Help: releasing belt tension

Hi,

I have a setup where a stepper motor turns a timing pulley, which in turn turns another pulley clockwise on a shaft. When the stepper motor is not turning, I want the shaft to be able to rotate freely clockwise (counter-clockwise would be OK too, but there won’t be any forces in that direction).

I’ve been looking at one way bearings, but another possibility is to just loosen the timing belt somehow, and then re-tension it when the stepper needs to drive the shaft again. Can anyone advise me how I would do something like this?

Thank you,
Bob

Is simply removing power from the stepper an option (there will be some inherent torque to overcome, but a magnitude smaller than if the motor was powered)?
You could add a third (free spinning) pulley system on a servo which keeps tension on the timing belt but moves it away from the motor’s pulley.
If you can provide more insight into the project, we may be able to propose additional options.

Hi Coleman,

Removing power from the stepper wouldn’t help (already tried it). There’s still too much torque.

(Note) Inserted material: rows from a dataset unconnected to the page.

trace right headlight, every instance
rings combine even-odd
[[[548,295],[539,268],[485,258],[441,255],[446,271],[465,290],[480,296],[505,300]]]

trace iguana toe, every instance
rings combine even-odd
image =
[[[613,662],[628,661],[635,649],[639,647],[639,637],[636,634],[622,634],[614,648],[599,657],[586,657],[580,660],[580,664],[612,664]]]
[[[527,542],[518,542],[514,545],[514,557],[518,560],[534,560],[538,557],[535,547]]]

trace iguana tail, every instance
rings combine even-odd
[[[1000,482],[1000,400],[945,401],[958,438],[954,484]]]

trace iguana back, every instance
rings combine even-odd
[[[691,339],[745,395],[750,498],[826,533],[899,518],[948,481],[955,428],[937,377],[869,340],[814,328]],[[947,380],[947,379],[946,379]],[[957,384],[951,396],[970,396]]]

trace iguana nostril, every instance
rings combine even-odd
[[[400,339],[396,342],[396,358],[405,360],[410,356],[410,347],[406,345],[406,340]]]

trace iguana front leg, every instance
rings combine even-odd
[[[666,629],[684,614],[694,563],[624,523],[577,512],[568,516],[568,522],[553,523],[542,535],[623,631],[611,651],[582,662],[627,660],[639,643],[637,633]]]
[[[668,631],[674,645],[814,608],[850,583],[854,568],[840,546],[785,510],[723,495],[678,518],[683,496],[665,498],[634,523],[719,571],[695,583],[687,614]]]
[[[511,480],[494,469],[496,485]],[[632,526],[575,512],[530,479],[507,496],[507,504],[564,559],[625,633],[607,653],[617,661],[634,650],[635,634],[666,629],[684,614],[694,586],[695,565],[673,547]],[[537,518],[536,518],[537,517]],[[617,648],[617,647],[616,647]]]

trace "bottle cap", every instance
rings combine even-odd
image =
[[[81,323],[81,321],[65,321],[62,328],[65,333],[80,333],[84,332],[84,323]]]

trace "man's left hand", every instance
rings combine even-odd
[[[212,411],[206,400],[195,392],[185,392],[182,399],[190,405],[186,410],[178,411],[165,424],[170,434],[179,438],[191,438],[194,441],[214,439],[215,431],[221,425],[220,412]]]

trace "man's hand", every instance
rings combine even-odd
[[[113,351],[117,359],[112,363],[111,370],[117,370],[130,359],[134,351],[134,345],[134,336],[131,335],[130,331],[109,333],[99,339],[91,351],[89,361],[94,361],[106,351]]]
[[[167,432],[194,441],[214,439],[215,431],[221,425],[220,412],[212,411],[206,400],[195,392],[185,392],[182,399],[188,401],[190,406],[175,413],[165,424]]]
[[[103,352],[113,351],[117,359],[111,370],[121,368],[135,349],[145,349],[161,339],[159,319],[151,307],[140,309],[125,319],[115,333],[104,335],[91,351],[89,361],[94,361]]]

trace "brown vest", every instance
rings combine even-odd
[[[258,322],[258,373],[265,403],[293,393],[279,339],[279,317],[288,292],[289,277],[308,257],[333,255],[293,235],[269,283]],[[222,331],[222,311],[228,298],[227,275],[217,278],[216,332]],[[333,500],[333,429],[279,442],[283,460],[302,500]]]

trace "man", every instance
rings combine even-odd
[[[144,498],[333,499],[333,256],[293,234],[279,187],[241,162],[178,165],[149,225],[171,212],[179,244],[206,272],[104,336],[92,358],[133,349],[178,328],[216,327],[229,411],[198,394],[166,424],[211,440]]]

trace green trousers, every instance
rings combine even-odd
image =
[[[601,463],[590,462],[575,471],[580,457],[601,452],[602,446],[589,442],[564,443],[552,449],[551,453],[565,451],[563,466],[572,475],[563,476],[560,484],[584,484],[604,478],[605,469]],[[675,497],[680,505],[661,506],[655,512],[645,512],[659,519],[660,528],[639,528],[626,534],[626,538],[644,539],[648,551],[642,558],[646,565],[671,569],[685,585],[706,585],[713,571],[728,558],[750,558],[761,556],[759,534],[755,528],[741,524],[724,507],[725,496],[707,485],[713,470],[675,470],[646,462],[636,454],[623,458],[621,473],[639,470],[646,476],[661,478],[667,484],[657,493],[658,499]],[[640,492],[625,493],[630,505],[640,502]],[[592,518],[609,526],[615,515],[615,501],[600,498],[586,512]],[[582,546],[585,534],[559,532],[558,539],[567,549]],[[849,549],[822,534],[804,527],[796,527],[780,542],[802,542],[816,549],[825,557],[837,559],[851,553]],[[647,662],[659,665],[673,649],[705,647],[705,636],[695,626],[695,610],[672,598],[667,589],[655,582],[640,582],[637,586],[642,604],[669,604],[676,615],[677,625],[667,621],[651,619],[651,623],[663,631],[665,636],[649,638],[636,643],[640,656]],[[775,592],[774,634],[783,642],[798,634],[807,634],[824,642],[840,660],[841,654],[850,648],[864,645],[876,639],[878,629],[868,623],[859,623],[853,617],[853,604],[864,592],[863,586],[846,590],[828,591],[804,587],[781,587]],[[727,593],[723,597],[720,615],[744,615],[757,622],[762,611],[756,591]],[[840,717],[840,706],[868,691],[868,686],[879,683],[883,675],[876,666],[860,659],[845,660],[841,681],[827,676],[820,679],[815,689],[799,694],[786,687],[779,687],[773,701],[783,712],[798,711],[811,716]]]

I have an old digital flip-clock. I want to use the stepper to automatically set the time (received by GPS). I had everything working great and then I discovered that the shaft for setting the time rotates as the clock advances. So the stepper motor set the time OK, but then the clock stopped advancing because the clock’s motor couldn’t turn the shaft.

I thought of getting rid of the clock’s motor and having the stepper advance the time every minute, but that’s a lot noisier.

  • Bob

looks like you need a clutch of some sort.

Alan KM6VV

Alan said it - a clutch of some sort seems best.
If the torque during rotation is not too strong, even two disks with magnets would work.
Experiment with the magnets to get the right force to be able to manually rotate it when it’s not powered.